Sars-CoV-2

Europaweite Containment-Lockerungen mit WHO-Warnung

Mit dem Auftreten des Virus Sars-CoV-2 steht die Historie menschheitsbedrohender Pandemien Anfang des neuen Jahrtausends unter dem Eindruck der Coronaviren. Nach Sars-CoV im Jahr 2002 und Mers-CoV 2012 war es der dritte Vertreter dieser Gattung, der beim Menschen tödlich verlaufende Infekte auslöste und mit dazu globale Folgewirkungen, die bisher noch keine „leichte Grippe“ mit sich gebracht hat.

red/Agenturen

Die Bezeichnung „leichte Grippe“ zur Verharmlosung der Krankheit scheint allgemein unpassend: Alle drei dieser Coronaviren können beim Menschen als Wirt schwere und bei einem gewissen Prozentsatz der Infizierten tödliche Atemwegsinfektionen auslösen, vor allem bei bereits vorhandenen Vorerkrankungen und bereits fortgeschrittenem Alter. An Sars (Severe acute respiratory syndrome) litten 2002/2003 fast 8.100 Menschen, mit 774 starben 9,5 Prozent - größtenteils in China und Hongkong. An die 2.500 Mers-Erkrankte (Middle East respiratory syndrome coronavirus) wurden dann ab Herbst 2012 in insgesamt 27 Ländern, ähnlich wie bei Sars, registriert. Hier starben rund 850 der Patienten, also über ein Drittel, nämlich 34,5 Prozent, lauten die Angaben der WHO.

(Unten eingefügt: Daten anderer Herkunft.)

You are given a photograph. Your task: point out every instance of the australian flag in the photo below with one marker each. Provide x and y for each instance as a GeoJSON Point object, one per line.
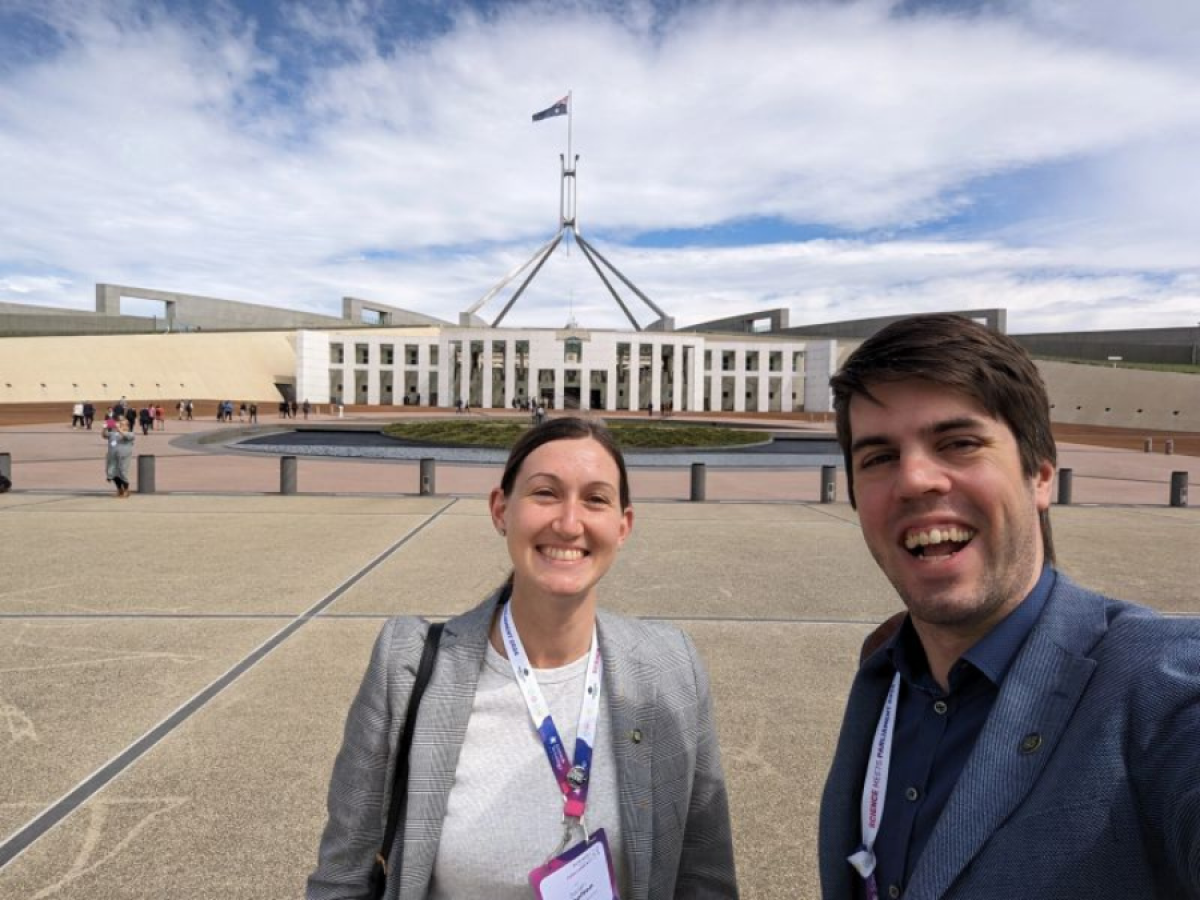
{"type": "Point", "coordinates": [559, 108]}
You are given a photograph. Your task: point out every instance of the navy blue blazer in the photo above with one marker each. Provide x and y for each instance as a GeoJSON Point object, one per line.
{"type": "Point", "coordinates": [1085, 780]}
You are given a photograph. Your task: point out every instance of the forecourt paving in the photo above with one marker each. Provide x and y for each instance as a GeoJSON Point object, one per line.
{"type": "Point", "coordinates": [115, 613]}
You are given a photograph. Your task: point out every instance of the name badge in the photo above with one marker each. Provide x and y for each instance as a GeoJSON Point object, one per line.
{"type": "Point", "coordinates": [582, 873]}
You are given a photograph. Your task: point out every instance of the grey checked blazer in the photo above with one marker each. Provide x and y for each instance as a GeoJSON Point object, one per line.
{"type": "Point", "coordinates": [1084, 783]}
{"type": "Point", "coordinates": [673, 805]}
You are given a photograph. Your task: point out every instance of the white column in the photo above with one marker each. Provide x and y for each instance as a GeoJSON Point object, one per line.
{"type": "Point", "coordinates": [739, 381]}
{"type": "Point", "coordinates": [373, 354]}
{"type": "Point", "coordinates": [486, 400]}
{"type": "Point", "coordinates": [677, 377]}
{"type": "Point", "coordinates": [423, 372]}
{"type": "Point", "coordinates": [510, 372]}
{"type": "Point", "coordinates": [657, 377]}
{"type": "Point", "coordinates": [635, 370]}
{"type": "Point", "coordinates": [444, 375]}
{"type": "Point", "coordinates": [697, 378]}
{"type": "Point", "coordinates": [763, 381]}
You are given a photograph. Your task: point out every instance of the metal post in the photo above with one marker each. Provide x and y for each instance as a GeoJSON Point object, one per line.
{"type": "Point", "coordinates": [828, 484]}
{"type": "Point", "coordinates": [145, 473]}
{"type": "Point", "coordinates": [1065, 479]}
{"type": "Point", "coordinates": [287, 474]}
{"type": "Point", "coordinates": [1179, 489]}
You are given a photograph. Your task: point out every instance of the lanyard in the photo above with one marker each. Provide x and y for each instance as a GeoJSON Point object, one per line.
{"type": "Point", "coordinates": [573, 779]}
{"type": "Point", "coordinates": [875, 790]}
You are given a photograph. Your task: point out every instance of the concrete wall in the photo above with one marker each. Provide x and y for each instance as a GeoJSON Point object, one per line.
{"type": "Point", "coordinates": [1122, 397]}
{"type": "Point", "coordinates": [167, 367]}
{"type": "Point", "coordinates": [1141, 345]}
{"type": "Point", "coordinates": [185, 312]}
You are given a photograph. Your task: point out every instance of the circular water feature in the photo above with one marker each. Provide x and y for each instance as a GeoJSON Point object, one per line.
{"type": "Point", "coordinates": [785, 451]}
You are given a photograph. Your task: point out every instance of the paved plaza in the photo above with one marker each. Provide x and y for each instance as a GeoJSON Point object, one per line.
{"type": "Point", "coordinates": [175, 667]}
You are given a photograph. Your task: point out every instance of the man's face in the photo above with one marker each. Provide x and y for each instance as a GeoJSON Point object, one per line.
{"type": "Point", "coordinates": [943, 505]}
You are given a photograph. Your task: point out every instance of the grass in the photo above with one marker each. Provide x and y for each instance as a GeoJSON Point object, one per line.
{"type": "Point", "coordinates": [630, 436]}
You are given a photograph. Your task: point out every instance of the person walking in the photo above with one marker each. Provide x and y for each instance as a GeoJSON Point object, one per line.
{"type": "Point", "coordinates": [119, 436]}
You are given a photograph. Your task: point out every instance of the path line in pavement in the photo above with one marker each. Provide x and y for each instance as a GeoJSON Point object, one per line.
{"type": "Point", "coordinates": [55, 813]}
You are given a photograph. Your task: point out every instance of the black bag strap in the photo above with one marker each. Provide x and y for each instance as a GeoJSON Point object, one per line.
{"type": "Point", "coordinates": [400, 781]}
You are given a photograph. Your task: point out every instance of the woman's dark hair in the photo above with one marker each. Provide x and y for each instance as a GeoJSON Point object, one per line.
{"type": "Point", "coordinates": [565, 429]}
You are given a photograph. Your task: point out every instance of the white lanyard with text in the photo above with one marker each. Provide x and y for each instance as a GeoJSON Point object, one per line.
{"type": "Point", "coordinates": [573, 774]}
{"type": "Point", "coordinates": [875, 791]}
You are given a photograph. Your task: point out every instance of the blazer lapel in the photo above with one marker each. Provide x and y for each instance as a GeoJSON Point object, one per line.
{"type": "Point", "coordinates": [1036, 702]}
{"type": "Point", "coordinates": [631, 702]}
{"type": "Point", "coordinates": [437, 743]}
{"type": "Point", "coordinates": [840, 807]}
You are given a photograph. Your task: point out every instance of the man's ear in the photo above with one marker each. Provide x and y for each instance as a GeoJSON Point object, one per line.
{"type": "Point", "coordinates": [1043, 481]}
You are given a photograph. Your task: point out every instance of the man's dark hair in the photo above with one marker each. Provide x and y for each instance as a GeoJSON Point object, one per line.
{"type": "Point", "coordinates": [955, 353]}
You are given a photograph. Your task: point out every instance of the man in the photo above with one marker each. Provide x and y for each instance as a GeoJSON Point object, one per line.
{"type": "Point", "coordinates": [1017, 736]}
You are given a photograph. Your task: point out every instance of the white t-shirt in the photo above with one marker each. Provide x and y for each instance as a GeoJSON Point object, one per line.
{"type": "Point", "coordinates": [504, 814]}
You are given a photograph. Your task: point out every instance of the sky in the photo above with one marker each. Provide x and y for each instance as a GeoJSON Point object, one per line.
{"type": "Point", "coordinates": [840, 160]}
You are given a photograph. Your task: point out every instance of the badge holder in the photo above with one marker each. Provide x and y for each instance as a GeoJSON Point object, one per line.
{"type": "Point", "coordinates": [581, 873]}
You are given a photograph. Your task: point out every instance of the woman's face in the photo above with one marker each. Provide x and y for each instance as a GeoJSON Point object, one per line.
{"type": "Point", "coordinates": [563, 520]}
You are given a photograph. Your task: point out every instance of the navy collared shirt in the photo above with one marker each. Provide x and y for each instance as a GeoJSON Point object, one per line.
{"type": "Point", "coordinates": [936, 730]}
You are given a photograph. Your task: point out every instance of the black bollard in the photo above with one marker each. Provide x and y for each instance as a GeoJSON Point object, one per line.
{"type": "Point", "coordinates": [828, 484]}
{"type": "Point", "coordinates": [145, 473]}
{"type": "Point", "coordinates": [1179, 489]}
{"type": "Point", "coordinates": [1065, 479]}
{"type": "Point", "coordinates": [287, 474]}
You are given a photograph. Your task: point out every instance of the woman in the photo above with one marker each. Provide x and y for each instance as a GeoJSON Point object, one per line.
{"type": "Point", "coordinates": [485, 808]}
{"type": "Point", "coordinates": [120, 451]}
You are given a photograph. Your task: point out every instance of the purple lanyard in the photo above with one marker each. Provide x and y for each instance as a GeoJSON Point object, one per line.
{"type": "Point", "coordinates": [573, 777]}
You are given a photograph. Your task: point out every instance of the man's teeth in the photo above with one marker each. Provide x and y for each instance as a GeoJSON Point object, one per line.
{"type": "Point", "coordinates": [936, 535]}
{"type": "Point", "coordinates": [564, 553]}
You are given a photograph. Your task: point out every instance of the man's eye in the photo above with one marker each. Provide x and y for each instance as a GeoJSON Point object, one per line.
{"type": "Point", "coordinates": [873, 460]}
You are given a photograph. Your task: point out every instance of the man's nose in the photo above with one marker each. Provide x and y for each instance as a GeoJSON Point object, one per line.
{"type": "Point", "coordinates": [921, 473]}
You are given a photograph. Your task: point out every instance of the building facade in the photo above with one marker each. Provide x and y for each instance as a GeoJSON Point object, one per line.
{"type": "Point", "coordinates": [576, 369]}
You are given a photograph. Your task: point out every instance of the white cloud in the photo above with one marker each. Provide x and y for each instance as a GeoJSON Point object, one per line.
{"type": "Point", "coordinates": [207, 156]}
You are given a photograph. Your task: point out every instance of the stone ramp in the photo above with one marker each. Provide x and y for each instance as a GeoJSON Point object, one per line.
{"type": "Point", "coordinates": [118, 616]}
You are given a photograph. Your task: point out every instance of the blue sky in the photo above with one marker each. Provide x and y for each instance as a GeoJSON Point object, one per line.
{"type": "Point", "coordinates": [841, 160]}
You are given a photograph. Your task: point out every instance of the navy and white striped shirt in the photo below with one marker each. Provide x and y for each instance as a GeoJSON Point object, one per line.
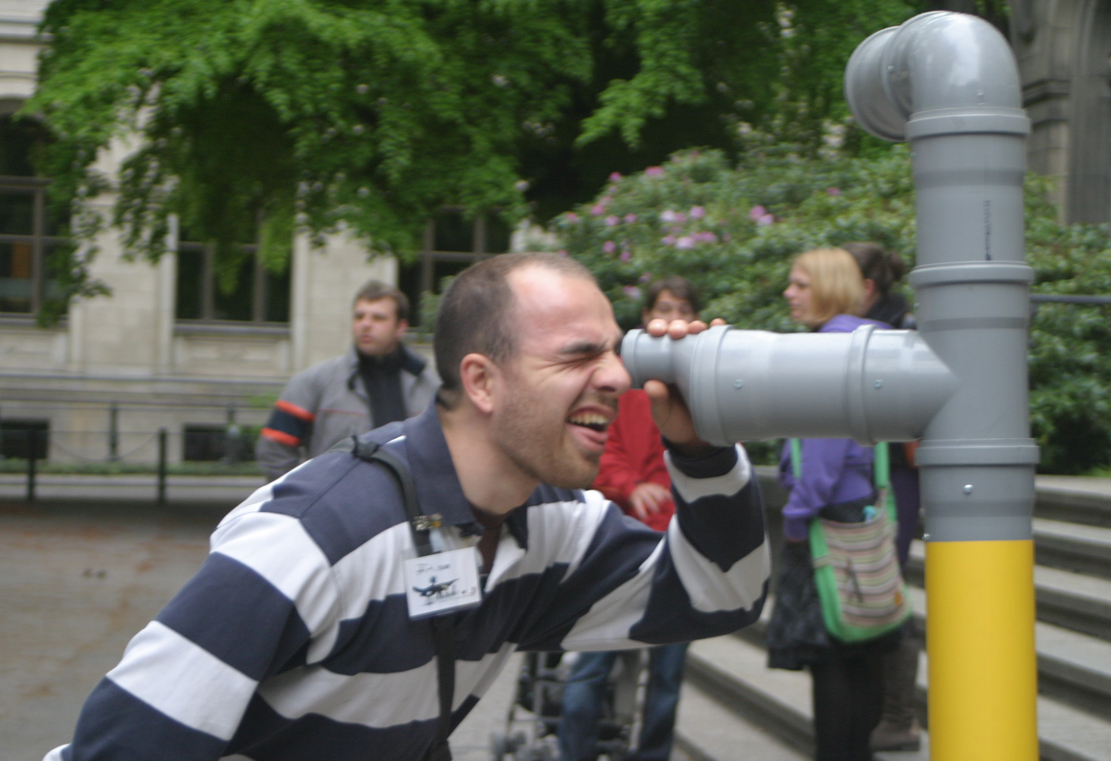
{"type": "Point", "coordinates": [293, 640]}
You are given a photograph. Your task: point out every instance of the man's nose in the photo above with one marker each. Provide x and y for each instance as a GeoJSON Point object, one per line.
{"type": "Point", "coordinates": [612, 376]}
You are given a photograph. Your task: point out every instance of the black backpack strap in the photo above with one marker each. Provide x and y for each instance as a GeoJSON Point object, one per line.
{"type": "Point", "coordinates": [443, 627]}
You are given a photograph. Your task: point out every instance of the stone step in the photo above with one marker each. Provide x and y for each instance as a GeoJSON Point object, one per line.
{"type": "Point", "coordinates": [706, 730]}
{"type": "Point", "coordinates": [1072, 668]}
{"type": "Point", "coordinates": [1068, 599]}
{"type": "Point", "coordinates": [734, 672]}
{"type": "Point", "coordinates": [1073, 499]}
{"type": "Point", "coordinates": [1073, 547]}
{"type": "Point", "coordinates": [1060, 498]}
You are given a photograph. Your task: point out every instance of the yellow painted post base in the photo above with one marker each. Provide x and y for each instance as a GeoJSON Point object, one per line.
{"type": "Point", "coordinates": [980, 633]}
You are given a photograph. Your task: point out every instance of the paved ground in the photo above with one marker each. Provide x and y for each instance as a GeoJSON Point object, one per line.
{"type": "Point", "coordinates": [74, 586]}
{"type": "Point", "coordinates": [77, 583]}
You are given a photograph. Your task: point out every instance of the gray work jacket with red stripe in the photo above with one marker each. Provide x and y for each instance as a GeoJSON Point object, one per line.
{"type": "Point", "coordinates": [328, 402]}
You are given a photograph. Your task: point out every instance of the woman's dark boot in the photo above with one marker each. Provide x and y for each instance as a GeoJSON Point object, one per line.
{"type": "Point", "coordinates": [898, 728]}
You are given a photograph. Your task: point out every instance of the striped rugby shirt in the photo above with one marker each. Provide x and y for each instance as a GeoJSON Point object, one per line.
{"type": "Point", "coordinates": [293, 641]}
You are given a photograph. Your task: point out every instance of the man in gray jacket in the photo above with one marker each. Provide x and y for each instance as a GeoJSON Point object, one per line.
{"type": "Point", "coordinates": [379, 380]}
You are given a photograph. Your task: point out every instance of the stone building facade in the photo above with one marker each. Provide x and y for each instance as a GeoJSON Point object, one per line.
{"type": "Point", "coordinates": [161, 351]}
{"type": "Point", "coordinates": [1063, 48]}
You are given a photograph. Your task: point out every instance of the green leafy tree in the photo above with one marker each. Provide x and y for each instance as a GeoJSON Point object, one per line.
{"type": "Point", "coordinates": [732, 231]}
{"type": "Point", "coordinates": [251, 118]}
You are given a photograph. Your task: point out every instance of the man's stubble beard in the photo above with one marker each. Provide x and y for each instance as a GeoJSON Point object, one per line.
{"type": "Point", "coordinates": [539, 448]}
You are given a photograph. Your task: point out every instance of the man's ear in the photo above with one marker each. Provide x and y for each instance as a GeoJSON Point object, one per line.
{"type": "Point", "coordinates": [479, 376]}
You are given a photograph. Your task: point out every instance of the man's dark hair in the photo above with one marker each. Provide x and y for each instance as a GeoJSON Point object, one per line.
{"type": "Point", "coordinates": [679, 287]}
{"type": "Point", "coordinates": [876, 264]}
{"type": "Point", "coordinates": [373, 290]}
{"type": "Point", "coordinates": [476, 313]}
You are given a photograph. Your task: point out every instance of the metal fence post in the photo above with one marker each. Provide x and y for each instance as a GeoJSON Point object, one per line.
{"type": "Point", "coordinates": [113, 432]}
{"type": "Point", "coordinates": [161, 466]}
{"type": "Point", "coordinates": [32, 446]}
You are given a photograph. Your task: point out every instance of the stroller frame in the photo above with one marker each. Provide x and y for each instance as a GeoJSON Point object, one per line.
{"type": "Point", "coordinates": [532, 722]}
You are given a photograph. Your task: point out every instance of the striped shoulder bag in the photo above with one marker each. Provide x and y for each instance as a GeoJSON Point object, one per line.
{"type": "Point", "coordinates": [856, 566]}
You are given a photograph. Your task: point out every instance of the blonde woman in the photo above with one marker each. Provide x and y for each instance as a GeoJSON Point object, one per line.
{"type": "Point", "coordinates": [826, 293]}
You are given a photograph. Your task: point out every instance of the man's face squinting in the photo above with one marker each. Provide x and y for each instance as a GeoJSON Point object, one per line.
{"type": "Point", "coordinates": [560, 389]}
{"type": "Point", "coordinates": [376, 328]}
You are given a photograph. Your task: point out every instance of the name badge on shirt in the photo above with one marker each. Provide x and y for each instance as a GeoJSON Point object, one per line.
{"type": "Point", "coordinates": [442, 582]}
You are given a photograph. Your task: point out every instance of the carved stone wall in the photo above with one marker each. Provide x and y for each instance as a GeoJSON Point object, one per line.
{"type": "Point", "coordinates": [1063, 48]}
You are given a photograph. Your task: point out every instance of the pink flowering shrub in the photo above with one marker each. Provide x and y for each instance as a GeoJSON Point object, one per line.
{"type": "Point", "coordinates": [732, 231]}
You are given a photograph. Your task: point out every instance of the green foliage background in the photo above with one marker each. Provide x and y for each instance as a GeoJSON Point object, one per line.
{"type": "Point", "coordinates": [732, 231]}
{"type": "Point", "coordinates": [249, 119]}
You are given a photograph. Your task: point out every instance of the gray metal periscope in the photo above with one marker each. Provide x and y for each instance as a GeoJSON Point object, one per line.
{"type": "Point", "coordinates": [947, 82]}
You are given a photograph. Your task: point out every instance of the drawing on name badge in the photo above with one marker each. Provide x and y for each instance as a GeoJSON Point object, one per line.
{"type": "Point", "coordinates": [436, 589]}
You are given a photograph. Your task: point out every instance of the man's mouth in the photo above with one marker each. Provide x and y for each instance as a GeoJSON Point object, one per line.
{"type": "Point", "coordinates": [591, 420]}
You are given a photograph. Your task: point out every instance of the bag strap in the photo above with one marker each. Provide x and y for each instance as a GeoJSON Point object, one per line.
{"type": "Point", "coordinates": [881, 477]}
{"type": "Point", "coordinates": [443, 627]}
{"type": "Point", "coordinates": [881, 473]}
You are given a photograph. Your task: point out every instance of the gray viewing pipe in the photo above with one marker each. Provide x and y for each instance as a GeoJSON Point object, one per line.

Der tödliche Impact der Krankheit Covid-19, den Sars-CoV-2 seit Ende 2019 zur Folge hatte, ist mit jenen der beiden Vorgänger nicht vergleichbar: Mitte Mai bewegte sich die Zahl der mit dem Virus Verstorbenen auf die 300.000 zu, diesmal in über 200 Staaten. US-Wissenschafter gingen davon aus, dass es dort bis Ende 2020 150.000 Corona-Tote geben könnte. Mit Stand 13. Mai waren es in den USA bereits über 80.000.

50 Mio. Tote durch die „Spanische Grippe“

Sars-CoV-2 hat einen Platz in der Geschichte der Pandemien. Noch ist unklar, wie groß das Ausmaß sein wird - und unklar ist ebenso, wie lange der bisher siebente Sprössling aus der Familie dieser Viren, die statt nur bei Tieren auch beim Menschen Wirkung zeigen, seinen Einfluss noch ausüben wird, ob es zur gefürchteten „zweiten Welle“ kommen wird. Während in Europa in fast allen Ländern die Containment-Politik gelockert wird, warnte die WHO am Mittwoch, dass die Krise weiterhin bestehe.

Eine Krise mit Folgewirkungen auf Wirtschaft und Gesellschaft, die bei der „Schweinegrippe“ 2009/2010 nicht im Ansatz auftraten. 300.000 Menschen starben damals am Virus A(H1N1) - und doch wird Schweinegrippe ebenso wie die Hongkong-Grippe Ende der 1960er-Jahre mit rund einer Million Toten auch als „vergessene Grippe“ bezeichnet. Vor einem Jahrhundert sorgte die Spanische Grippe indes eine Pandemie von historischer Bedeutung auch jenseits der gesundheitlichen Auswirkungen. Bis zu 50 Millionen starben 1918 am Ende des Ersten Weltkriegs weltweit, mehr als 2,5 Prozent der auf über 1,8 Milliarden geschätzten Bevölkerung.

100 Jahre später, 2018, warnten die Autoren der Studie „Back to the Future: Lessons Learned From the 1918 Influenza Pandemic“ vor der Gefahr einer neuen Pandemie. Dies geschah jedoch auf Grundlage sich häufender Influenzavirusstämmen, die sich aus dem Tierreich hinüber zur Menschheit überschlugen. Obwohl Sars-CoV-2 nicht zur Influenzagruppe gehört, treffen nicht wenige Aspekte, die in dem im Fachblatt „Frontiers in Cellular and Infection Microbiology“ publizierten Artikel angesprochen wurden, auf die gegenwärtige Situation zu.